Les moments de transition d’une saison à l’autre sont toujours marqués par notre humeur changeante qui les caractérise. Même si l’été est trop chaud, il n’est jamais trop long et quand, entre fin août et début septembre, la température commence à baisser, une légère mélancolie nous assaille. C’est le moment où les couleurs de la nature changent et commencent à se comprendre différemment, la nourriture rappelle les saveurs de la forêt et il est agréable de commencer à porter quelque chose de moins léger.

Châtaignes, champignons, citrouilles jaunes, truffes et polenta: ce sont des imaginaires du goût qui accompagnent les premières notes de l’automne. Quelle meilleure occasion qu’un voyage dans les terres piémontaises pour renouveler un pacte de conciliation avec les saisons cycliques?

Langhe Monferrato Roero, il a été reconnu Patrimoine mondial de l’UNESCO depuis 2014 et est un territoire dans les provinces de Cuneo et Asti, à une courte distance de Turin et Milan. Bien que notre visite ait duré quelques heures, les qualités qui caractérisent ces vallées sont si évidentes qu’elles peuvent difficilement s’échapper.

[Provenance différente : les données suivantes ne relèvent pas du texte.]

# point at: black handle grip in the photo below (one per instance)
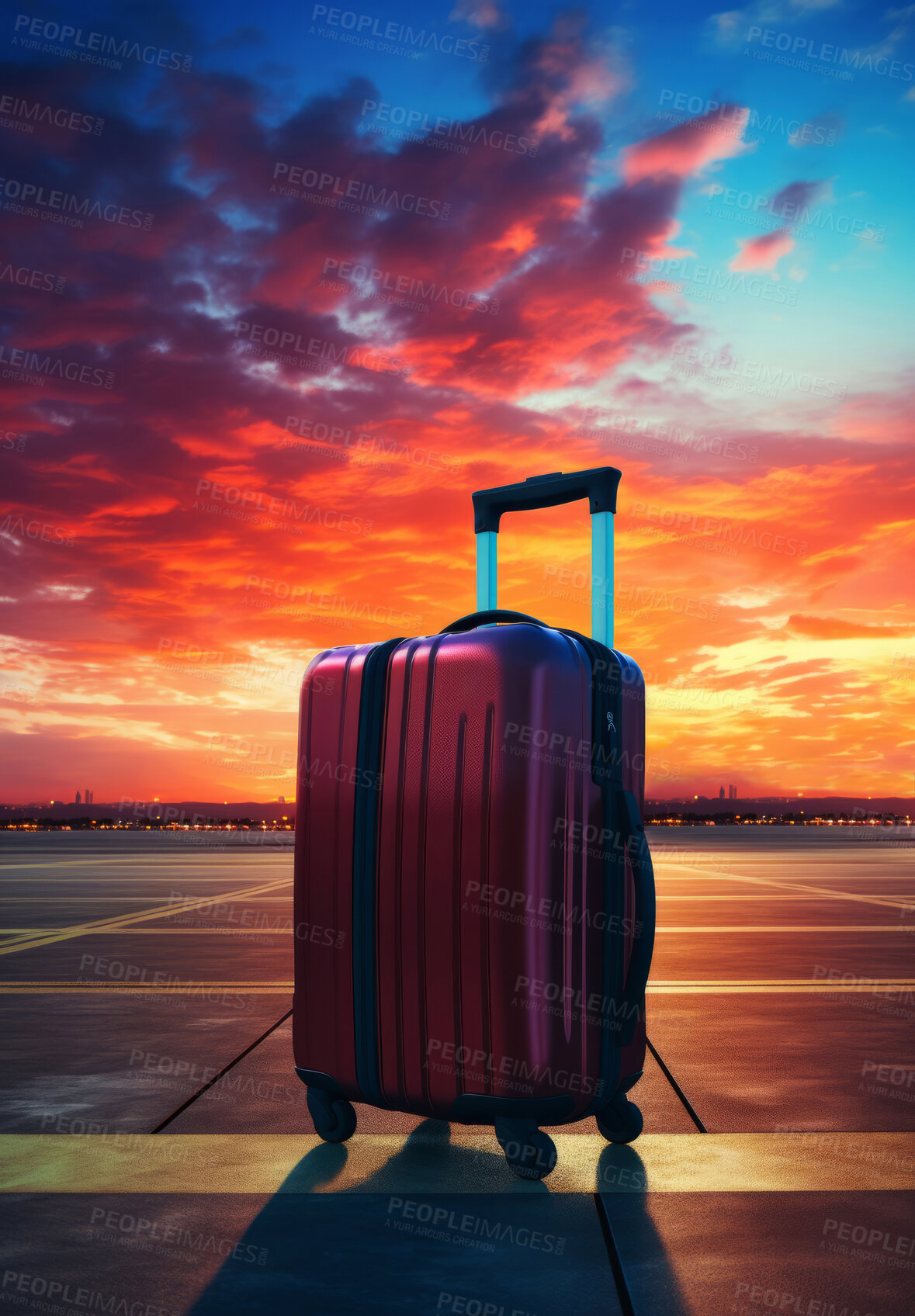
(643, 944)
(598, 486)
(487, 618)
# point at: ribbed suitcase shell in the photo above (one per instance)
(472, 960)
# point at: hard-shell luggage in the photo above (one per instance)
(474, 899)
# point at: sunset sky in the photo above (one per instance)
(260, 346)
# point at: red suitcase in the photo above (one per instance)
(474, 899)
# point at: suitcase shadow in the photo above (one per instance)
(436, 1216)
(640, 1248)
(427, 1162)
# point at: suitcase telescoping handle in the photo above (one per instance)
(599, 487)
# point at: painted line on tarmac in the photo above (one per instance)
(820, 892)
(221, 930)
(669, 986)
(120, 923)
(394, 1165)
(130, 862)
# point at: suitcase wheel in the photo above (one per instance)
(529, 1152)
(334, 1120)
(620, 1120)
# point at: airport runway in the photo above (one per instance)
(158, 1155)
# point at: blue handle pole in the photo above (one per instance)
(486, 570)
(602, 578)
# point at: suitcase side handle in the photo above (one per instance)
(643, 874)
(599, 487)
(490, 618)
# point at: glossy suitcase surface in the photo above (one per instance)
(473, 894)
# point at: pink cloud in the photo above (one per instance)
(688, 147)
(763, 253)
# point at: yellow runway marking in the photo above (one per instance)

Un paysage doux, harmonieux et ordonné, qui se révèle entre rangées de raisins, collines, châteaux, villages historiques, boutiques et pâtisseries avec produits typiques, caves, circuits cyclotouristes et trekking en évidence. Une terre agréable et accueillante prête à satisfaire sans bouleverser sa nature ouverte à un tourisme ordonné en quête de saveurs, de couleurs et de formes, de sérénité et de vie à la campagne.

Canelli, Moasca et Asti étaient nos objectifs, et du petit au grand un fil rouge nous a guidés. Du paysage physique au paysage humain, cette terre peut être lue comme la métaphore de la rencontre: la rencontre des collines qui, l’une après l’autre, se croisent et restituent l’harmonie, la rencontre des saveurs de la terre qui satisfont les appétits et stimulent la curiosité, la ‘rencontre entre des gens, dont beaucoup sont des jeunes qui aiment s’arrêter sur la place de la ville, dans le plus classique des samedis imaginaires du village italien.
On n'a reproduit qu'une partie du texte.